Imran further stressed that Pakistan was piloting a sovereign debt-linked nature bond to bring innovation to this dialogue, but much more needed to be done.
He also expressed intention to travel to the 26th UN Climate Change Conference of the Parties (COP26) in Glasgow with hope and optimism showcasing the country’s positive climate actions, however, said that “without a strong climate finance deal on the table, there may not be any agreement at COP26 — an outcome we can all ill afford”.
Imran mentioned that the monsoon season in Pakistan was about both “hope and fear.”
“Hope because the rains irrigate our farmlands and refresh our cities after the intense summer heat. Fear that the rains will overwhelm us, bursting riverbanks and unleashing urban flash floods,” he said.
The prime minister recalled that last summer, Pakistan experienced the heaviest rains in a century, with an unprecedented cloudburst leaving much of the sprawling metropolis of Karachi inundated, rendering thousands homeless and over 100 dead.

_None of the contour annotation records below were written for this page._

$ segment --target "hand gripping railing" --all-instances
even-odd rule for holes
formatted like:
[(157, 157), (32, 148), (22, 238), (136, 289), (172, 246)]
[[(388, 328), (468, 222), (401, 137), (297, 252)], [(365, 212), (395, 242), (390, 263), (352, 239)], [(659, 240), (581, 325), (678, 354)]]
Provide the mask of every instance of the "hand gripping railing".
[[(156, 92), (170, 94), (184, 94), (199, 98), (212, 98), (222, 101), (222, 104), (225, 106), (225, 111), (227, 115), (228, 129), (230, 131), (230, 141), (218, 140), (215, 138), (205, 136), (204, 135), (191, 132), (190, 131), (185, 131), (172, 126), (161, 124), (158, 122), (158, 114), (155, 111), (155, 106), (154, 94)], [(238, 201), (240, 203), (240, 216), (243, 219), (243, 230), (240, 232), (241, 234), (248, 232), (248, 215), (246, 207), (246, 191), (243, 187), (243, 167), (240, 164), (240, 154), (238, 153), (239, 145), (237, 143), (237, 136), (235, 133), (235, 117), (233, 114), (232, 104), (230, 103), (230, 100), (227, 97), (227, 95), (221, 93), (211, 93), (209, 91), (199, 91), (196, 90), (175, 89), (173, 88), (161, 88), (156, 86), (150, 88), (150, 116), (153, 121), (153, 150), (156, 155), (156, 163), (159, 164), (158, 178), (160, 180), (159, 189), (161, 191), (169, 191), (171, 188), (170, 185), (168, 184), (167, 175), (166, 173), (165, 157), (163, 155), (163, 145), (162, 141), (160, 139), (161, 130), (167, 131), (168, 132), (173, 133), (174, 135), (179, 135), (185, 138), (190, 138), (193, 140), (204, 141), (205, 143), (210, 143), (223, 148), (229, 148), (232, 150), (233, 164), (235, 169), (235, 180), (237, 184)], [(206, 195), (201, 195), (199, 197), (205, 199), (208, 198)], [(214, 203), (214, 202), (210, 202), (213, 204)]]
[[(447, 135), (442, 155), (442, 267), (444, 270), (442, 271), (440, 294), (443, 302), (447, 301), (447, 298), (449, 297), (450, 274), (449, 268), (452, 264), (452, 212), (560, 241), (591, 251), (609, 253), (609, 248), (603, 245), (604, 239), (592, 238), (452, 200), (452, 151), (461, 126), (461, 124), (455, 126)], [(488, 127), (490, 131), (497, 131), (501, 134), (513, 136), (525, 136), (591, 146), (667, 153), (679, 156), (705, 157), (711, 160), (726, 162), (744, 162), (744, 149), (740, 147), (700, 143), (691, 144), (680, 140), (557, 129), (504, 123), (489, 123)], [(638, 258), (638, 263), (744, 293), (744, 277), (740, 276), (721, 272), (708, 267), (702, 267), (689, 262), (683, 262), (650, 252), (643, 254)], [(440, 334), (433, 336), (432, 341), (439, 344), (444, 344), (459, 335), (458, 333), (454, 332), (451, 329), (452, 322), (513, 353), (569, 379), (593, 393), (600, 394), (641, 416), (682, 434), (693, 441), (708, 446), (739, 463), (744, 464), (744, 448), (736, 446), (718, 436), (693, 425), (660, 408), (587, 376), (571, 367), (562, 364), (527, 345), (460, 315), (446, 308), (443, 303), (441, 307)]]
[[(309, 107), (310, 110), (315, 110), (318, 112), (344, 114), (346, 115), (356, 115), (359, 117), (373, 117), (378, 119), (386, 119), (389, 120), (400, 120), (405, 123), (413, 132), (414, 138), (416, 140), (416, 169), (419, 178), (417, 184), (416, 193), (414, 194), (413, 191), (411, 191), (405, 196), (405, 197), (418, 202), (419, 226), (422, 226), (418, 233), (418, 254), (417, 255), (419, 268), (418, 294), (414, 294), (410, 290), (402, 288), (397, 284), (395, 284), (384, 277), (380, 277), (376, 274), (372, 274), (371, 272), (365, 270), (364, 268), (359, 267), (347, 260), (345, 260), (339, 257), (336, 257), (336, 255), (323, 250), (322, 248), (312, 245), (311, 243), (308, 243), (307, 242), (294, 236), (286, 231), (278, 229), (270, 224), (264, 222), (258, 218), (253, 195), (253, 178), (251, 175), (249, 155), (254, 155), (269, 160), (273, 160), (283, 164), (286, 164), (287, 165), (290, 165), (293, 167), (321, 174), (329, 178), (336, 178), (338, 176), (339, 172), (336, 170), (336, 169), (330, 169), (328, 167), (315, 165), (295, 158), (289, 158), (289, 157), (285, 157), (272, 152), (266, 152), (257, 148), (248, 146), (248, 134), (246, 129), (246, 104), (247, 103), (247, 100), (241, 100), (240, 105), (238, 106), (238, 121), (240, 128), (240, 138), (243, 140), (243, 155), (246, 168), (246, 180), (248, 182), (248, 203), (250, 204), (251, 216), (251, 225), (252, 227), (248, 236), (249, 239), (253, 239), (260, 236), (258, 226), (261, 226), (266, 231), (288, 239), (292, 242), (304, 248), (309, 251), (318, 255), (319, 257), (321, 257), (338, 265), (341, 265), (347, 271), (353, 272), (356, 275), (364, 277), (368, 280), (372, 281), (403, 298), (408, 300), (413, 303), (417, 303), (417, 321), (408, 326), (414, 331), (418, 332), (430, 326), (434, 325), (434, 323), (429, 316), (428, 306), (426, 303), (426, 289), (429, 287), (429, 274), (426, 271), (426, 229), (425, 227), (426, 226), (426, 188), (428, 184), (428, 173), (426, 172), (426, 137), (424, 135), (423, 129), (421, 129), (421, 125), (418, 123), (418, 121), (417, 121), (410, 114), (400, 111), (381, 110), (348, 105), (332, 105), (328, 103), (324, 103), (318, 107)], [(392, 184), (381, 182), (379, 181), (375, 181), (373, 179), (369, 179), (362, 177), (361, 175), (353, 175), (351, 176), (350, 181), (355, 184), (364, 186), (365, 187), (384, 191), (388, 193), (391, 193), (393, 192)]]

Pakistan is used to coping with heavy monsoon rains, he said, however, 2020 was unexpectedly intense with the scientists saying that the situation would become increasingly common as the planet warms.
He said that his government had set in motion plans to shift by 2030 a 60 per cent of energy mix towards clean carbon-free energy and 30 per cent of transport towards green electric mobility.

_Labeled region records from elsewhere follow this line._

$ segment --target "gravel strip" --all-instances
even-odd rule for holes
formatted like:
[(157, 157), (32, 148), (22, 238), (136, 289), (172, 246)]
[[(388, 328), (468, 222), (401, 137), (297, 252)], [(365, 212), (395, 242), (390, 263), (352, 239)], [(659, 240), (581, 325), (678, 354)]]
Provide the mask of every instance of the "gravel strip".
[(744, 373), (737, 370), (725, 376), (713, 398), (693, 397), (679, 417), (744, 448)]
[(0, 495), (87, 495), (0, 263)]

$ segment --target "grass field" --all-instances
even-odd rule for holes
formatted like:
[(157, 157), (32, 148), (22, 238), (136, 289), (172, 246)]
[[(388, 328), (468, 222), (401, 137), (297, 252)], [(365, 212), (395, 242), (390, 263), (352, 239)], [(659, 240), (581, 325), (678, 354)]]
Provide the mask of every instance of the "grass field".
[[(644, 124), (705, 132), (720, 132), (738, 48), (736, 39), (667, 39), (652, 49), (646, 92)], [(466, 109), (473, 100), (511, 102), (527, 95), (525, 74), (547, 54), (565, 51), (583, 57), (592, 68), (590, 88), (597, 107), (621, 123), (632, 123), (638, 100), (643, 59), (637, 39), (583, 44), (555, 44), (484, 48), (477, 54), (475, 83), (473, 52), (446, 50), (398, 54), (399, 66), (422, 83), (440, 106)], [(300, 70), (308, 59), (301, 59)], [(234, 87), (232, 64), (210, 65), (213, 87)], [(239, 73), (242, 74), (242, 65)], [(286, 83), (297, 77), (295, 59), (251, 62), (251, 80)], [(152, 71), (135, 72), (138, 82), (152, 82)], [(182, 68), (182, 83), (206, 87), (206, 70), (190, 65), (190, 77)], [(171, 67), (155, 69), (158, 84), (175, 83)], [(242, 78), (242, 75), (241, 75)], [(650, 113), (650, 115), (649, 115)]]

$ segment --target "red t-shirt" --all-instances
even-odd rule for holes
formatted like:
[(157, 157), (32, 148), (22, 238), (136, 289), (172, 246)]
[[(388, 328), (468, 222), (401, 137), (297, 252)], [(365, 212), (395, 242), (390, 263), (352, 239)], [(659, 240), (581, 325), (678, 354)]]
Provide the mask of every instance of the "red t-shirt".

“This clean energy shift is complemented by our ambitious vision for planting 10 billion trees, with $650 million being rolled out to plant the first 3.3 billion by 2023 and, thereby, aiming to restore over 1 million hectares of carbon-absorbing forests,” he said.
He mentioned that Pakistan was the only country in the world with an expanding mangrove forest that was helping to increase the carbon-rich ecosystem by 300 percent in the past few decades and now further increasing it to over half a million acres within the next three years.

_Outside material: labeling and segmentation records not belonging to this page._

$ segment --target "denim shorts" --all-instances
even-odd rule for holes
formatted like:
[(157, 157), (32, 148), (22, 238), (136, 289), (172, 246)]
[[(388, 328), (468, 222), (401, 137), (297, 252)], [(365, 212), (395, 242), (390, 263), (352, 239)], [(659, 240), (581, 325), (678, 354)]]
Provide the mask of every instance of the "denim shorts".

“My government has put its trust and confidence in “nature-based solutions” – with the associated benefit of creating 85,000 new green jobs in the past year alone,” the prime minister said.
He said that the Green Stimulus programme included expansion of the country’s protected area coverage to 15 per cent land area and 10 per cent of the marine area by 2023.
During the pandemic, he said, the government announced 15 new national parks covering over 7300 sq km of land — all acting as wilderness carbon sequestration zones.
He said that investment was being made in protecting farmers through climate-smart agriculture to cope with the growing climate unpredictability.
Imran said that Pakistan reflects the glory of nature with its lofty mountains and lush valleys, its gushing rivers, and its burgeoning mangroves.
“But as glaciers melt and rains become erratic and unpredictable, my people are suffering. Climate change is already upon us and we are living through the era of forced adaptation,” he said.
PM vowed that Pakistan would fight for a deal that delivers a climate secure future for its citizens and the world. “They deserve no less and they will settle for nothing less.”